Eckdaten einer Grundrechtscharta wird Roman Herzog heute beim EU-Gipfel vortragen – Schritt zur gemeinsamen Verfassung oder bloß schöne Absicht?

aus BrüsselDANIELA WEINGÄRTNER

Wenn Altbundespräsident Roman Herzog heute morgen beim EU-Gipfel im portugiesischen Feira vor die Staats- und Regierungschefs tritt, hat er nicht – wie ursprünglich geplant – die erste ausformulierte Fassung der EU-Grundrechte-Charta im Gepäck. Er wird „mündlich vortragen“, sich auf „Eckdaten und Probleme“ beschränken und das formal damit begründen, dass erst zwei der geplanten fünfzig Artikel ausdiskutiert worden sind.

Tatsächlich handelt hier der listige Politprofi. Statt die Rohfassung seiner schönen Charta hinter Konferenztüren verschwinden und zwischen Nationalinteressen zerrieben zu sehen, wird er die heiklen Fragen geschickt umschiffen. Er will weder die britischen Ängste schüren, demnächst zu einem europäischen Bundesstaat degradiert zu werden und das französische Sozialmodell übernehmen zu müssen, noch die schwedische Kritik anheizen, die Charta falle hinter die sozialen Rechte des eigenen Landes zurück.

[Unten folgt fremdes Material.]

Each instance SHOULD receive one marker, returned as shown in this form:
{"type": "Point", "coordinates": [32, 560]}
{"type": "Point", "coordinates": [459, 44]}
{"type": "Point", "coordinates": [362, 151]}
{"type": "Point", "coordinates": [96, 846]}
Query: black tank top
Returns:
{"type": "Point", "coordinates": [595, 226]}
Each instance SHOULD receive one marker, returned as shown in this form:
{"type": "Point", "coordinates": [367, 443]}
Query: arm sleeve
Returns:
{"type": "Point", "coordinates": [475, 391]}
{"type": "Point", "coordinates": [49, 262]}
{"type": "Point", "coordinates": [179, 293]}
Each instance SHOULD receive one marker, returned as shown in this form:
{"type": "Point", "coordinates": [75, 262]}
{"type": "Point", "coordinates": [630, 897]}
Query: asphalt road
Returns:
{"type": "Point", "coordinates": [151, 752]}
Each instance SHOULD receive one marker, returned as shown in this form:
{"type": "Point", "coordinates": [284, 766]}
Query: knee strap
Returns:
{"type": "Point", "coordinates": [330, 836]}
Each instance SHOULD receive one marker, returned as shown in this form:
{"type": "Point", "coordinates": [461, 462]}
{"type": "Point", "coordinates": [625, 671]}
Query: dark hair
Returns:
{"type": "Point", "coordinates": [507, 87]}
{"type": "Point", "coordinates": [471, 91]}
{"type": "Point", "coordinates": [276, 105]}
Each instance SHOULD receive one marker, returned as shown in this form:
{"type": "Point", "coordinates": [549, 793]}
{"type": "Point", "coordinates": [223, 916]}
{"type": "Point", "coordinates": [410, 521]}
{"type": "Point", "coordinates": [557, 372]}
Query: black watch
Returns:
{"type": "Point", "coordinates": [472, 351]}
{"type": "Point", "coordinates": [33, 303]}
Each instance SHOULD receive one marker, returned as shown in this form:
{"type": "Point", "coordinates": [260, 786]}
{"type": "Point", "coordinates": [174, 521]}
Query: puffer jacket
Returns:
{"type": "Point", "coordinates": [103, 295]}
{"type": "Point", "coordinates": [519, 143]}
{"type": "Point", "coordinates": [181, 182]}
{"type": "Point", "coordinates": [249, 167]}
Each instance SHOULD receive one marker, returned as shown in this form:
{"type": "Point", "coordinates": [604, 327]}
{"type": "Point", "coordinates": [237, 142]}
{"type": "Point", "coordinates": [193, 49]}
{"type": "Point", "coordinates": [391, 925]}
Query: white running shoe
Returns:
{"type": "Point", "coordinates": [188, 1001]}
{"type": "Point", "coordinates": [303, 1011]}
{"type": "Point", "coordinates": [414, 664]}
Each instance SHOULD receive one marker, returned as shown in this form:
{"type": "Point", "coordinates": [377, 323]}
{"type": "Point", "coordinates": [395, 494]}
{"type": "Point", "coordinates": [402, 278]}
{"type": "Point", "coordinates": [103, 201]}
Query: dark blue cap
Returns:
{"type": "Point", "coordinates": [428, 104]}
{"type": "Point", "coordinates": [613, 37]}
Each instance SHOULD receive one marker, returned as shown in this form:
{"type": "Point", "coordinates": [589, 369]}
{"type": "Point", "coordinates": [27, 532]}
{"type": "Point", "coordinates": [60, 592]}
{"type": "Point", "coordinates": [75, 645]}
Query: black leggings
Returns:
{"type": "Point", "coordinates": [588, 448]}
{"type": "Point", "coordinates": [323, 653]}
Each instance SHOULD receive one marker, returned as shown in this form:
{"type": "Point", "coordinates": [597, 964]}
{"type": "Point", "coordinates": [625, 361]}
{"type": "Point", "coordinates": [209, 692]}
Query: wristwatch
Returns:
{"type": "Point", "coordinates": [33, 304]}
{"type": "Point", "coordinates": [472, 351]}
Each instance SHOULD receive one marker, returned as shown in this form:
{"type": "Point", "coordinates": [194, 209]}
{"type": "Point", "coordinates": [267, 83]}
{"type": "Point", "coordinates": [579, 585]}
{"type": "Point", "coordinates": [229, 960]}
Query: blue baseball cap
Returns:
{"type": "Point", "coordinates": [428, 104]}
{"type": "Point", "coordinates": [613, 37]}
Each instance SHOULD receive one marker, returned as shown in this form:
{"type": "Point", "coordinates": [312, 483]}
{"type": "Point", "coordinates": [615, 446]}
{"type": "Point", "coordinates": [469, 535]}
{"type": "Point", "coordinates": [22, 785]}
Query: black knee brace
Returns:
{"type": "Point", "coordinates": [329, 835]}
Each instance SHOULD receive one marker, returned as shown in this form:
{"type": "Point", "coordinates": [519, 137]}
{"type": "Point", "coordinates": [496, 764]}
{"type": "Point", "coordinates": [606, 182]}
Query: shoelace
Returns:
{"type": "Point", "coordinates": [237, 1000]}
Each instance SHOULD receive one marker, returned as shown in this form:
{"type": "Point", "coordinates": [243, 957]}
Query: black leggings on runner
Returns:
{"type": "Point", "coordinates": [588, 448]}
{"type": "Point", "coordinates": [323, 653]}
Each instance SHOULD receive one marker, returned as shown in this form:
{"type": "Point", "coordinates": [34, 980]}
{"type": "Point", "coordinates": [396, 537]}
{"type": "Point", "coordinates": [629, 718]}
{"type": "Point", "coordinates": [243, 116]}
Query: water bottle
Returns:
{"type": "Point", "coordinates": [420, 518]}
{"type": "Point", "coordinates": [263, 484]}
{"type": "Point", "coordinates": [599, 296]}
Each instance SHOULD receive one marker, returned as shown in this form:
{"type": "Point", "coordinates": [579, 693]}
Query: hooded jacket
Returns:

Herzog baut auf die Eigendynamik der Brüsseler Runde, die sich den klangvollen Namen Konvent selbst gegeben hat und – zunächst fast unbemerkt von der Öffentlichkeit – in die Rolle einer verfassunggebenden Versammlung hineinzuwachsen scheint. 16 Europaparlamentarier, ein Vertreter jedes Mitgliedslandes, der EU-Kommissar für Justiz und Inneres und 30 Vertreter der nationalen Parlamente beraten seit Dezember die Grundwerte der Europäischen Union. Im Mai hat der Redaktionsausschuss die erste schriftliche Fassung gefiltert, die 30 bürgerliche und politische Rechte und 20 wirtschaftliche und soziale Rechte umfasst.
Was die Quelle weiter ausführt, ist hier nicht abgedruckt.